My suggestion would be that persons, probably lawyers with corrections knowledge, be appointed by Cabinet to review information withheld under ss.27(3).

These persons would review what was withheld by institutions before the prisoner were given the opportunity to rebut the information. Herein they would have the opportunity to make inquiries with staff, inmates and the prisoner at issue, if these inquiries were permitted by the Security Intelligence Officer.

They could then make provide a report and make recommendations to the institution based on their review of s.27 issues and their view of whether the proposed transfer/segregation etc was justified. Their report and recommendations would be shared with the prisoner unless the SIO prohibited the sharing of any aspect of these.

The institution would maintain its role in deciding, subject to Court review, what should be withheld form the inmate. An independent reviewer could simply serve to evaluate the institution’s secret evidence.

The independent person need not have any power to order compliance with their findings.

This might assist the institution in deciding whether to provide with decisions.

As well, it might assist prisoners in deciding whether to proceed with a habeas corpus application.

Should the matter go to Court, the independent person’s complete report would be shared with the court in the confidential envelope.

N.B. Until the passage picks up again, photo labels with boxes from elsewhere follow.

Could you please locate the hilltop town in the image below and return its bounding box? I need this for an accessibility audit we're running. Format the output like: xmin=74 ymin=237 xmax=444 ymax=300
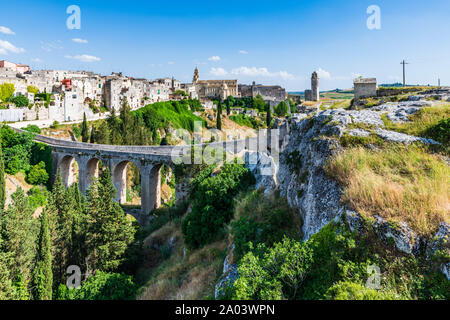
xmin=0 ymin=60 xmax=287 ymax=126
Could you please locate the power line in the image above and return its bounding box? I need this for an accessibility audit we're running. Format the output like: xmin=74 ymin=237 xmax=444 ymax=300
xmin=400 ymin=60 xmax=409 ymax=87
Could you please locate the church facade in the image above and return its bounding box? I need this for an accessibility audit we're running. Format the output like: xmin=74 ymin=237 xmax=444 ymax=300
xmin=192 ymin=68 xmax=239 ymax=99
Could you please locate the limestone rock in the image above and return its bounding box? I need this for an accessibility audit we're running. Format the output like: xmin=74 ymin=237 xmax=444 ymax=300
xmin=427 ymin=222 xmax=450 ymax=280
xmin=375 ymin=216 xmax=420 ymax=254
xmin=375 ymin=128 xmax=439 ymax=144
xmin=245 ymin=151 xmax=278 ymax=194
xmin=214 ymin=244 xmax=239 ymax=300
xmin=348 ymin=129 xmax=370 ymax=137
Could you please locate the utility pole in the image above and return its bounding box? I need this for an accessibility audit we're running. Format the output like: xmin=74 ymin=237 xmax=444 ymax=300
xmin=400 ymin=60 xmax=409 ymax=88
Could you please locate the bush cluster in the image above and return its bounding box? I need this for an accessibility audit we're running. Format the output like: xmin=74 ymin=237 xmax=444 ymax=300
xmin=182 ymin=164 xmax=255 ymax=248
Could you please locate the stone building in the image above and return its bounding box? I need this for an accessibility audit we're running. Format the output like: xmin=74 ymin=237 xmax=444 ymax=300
xmin=192 ymin=68 xmax=239 ymax=99
xmin=239 ymin=81 xmax=286 ymax=101
xmin=305 ymin=71 xmax=320 ymax=101
xmin=0 ymin=60 xmax=31 ymax=73
xmin=353 ymin=78 xmax=377 ymax=100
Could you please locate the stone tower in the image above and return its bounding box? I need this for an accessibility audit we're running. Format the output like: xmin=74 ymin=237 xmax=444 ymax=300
xmin=192 ymin=67 xmax=200 ymax=84
xmin=311 ymin=71 xmax=320 ymax=101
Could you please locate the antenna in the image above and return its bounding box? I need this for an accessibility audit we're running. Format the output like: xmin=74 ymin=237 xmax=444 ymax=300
xmin=400 ymin=60 xmax=409 ymax=87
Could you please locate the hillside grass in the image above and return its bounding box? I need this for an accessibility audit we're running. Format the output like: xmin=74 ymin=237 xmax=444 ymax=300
xmin=381 ymin=104 xmax=450 ymax=147
xmin=325 ymin=144 xmax=450 ymax=235
xmin=328 ymin=99 xmax=352 ymax=110
xmin=132 ymin=101 xmax=206 ymax=131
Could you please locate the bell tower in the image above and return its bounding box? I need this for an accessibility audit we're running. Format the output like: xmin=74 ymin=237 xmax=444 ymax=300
xmin=192 ymin=67 xmax=200 ymax=84
xmin=311 ymin=71 xmax=320 ymax=101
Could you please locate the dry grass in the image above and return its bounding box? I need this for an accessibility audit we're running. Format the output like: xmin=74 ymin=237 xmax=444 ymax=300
xmin=382 ymin=104 xmax=450 ymax=136
xmin=325 ymin=145 xmax=450 ymax=235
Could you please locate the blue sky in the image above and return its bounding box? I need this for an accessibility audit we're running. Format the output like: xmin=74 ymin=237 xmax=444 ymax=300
xmin=0 ymin=0 xmax=450 ymax=91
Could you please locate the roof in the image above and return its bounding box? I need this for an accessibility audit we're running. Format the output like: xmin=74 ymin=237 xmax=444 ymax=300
xmin=353 ymin=78 xmax=377 ymax=84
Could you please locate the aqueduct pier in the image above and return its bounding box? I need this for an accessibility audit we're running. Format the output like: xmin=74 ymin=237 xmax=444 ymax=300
xmin=13 ymin=128 xmax=292 ymax=215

The report would provide an account of all the in dependent person’s interactions with staff, inmates the prisoner in question or others, It would include any decisions taken by the SIO in the course of the investigation.

The Court would be free to consult the independent person if it wished.

I believe this system could create efficiencies and provide accurate, reliable information for the transfer/segregation process.

It would also relieve the courts, and the Crown of ill advised litigation.

Most important, it would permit prisoners to have trustworthy and timely review of their rights, leading to timely, effective reintegration into the community.